Not sure how to even try to apply it to strengthen/weaken. A negated correct answer would need to merely not strengthen, but this wouldn't differentiate it from many wrong answers. Many negated wrong answers will also not strengthen.
I think the misunderstanding here is how you and I understand Necassary assumptions V. Strengthening compared to how he sees it. A necessary assumption when added to an argument technically strengthens it so he might be grouping NA in with other strengthening questions. At least this is what I've kinda gathered?
I think @"Cant Get Right" provides a perfect explanation, but it might be hard to understand & implement the strategies without specific questions. I recommend @kshutes13 that you join one of @"Cant Get Right"’s future LR Tutoring sessions and ask how he solves specific weakening/strengthening questions!
Yea, I think @Nunuboy1994 may be using different categories from the one used on 7Sage. The negation technique works in Necessary assumption questions because the assumptions are necessary. If we negate the necessary condition, the argument is supported to fall apart (as @LSATcantwin wrote above). And I agree with @"Cant Get Right" in that the negating under the timed conditions is so time consuming.

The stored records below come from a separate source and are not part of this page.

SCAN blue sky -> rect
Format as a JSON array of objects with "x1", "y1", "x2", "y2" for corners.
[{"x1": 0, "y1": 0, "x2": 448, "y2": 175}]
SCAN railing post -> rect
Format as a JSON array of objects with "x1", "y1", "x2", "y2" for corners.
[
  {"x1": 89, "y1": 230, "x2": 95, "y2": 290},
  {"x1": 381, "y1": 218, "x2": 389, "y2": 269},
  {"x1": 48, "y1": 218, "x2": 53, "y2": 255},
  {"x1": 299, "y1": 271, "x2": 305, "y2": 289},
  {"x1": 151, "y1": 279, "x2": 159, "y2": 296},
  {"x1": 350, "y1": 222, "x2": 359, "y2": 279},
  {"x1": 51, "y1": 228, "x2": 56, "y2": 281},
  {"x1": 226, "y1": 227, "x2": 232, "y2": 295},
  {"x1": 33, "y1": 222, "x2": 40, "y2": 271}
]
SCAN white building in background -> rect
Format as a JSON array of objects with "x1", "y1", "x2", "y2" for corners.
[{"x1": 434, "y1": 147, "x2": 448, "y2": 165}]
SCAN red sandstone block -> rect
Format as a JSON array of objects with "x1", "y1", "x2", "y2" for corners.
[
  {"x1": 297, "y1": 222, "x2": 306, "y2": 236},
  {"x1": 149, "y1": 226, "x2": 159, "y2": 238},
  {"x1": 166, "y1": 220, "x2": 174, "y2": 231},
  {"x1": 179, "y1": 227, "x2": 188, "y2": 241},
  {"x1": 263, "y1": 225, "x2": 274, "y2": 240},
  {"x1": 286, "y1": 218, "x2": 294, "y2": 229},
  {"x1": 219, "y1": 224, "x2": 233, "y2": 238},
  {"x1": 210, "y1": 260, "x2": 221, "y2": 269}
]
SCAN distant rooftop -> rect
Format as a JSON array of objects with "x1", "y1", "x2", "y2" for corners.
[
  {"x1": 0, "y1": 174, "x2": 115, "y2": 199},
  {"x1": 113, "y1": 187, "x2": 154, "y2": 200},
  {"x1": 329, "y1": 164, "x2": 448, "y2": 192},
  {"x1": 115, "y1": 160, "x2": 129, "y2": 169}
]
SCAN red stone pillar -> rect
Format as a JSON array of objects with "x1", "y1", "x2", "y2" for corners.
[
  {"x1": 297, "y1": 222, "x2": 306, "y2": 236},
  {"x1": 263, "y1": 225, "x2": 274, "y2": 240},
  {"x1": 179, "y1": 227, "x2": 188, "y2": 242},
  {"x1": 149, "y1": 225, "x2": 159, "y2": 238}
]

For Weakening and Strengthening questions, we just have to weaken/strengthen the support between the premises and the conclusion. But since NA is in the broad category of Strengthening, we sometimes have a Necessary Assumption answer for Strengthening questions.
1 thing for me in strengthening questions is: strengthen according the relationship that exists between the premise and conclusion, other questions may strengthen but not in the way we want. Which answers makes the relationship between the premise and conclusion stronger? Also why is my font so big
**edit
LOL
how did your font get so big? coool!
I think you unintentionally used Markdown by putting "----" after writing something.
I absolutely love this explanation of strengthen/weaken questions @"Cant Get Right" !
Thank you so much for taking the time to help out @"Cant Get Right" @Euthyphro @akistotle @LSATcantwin @Nunuboy1994 ... sorry it took 2 months to respond, I abandoned 7sage for 2 weeks and then completely forgot to respond. Much appreciated!!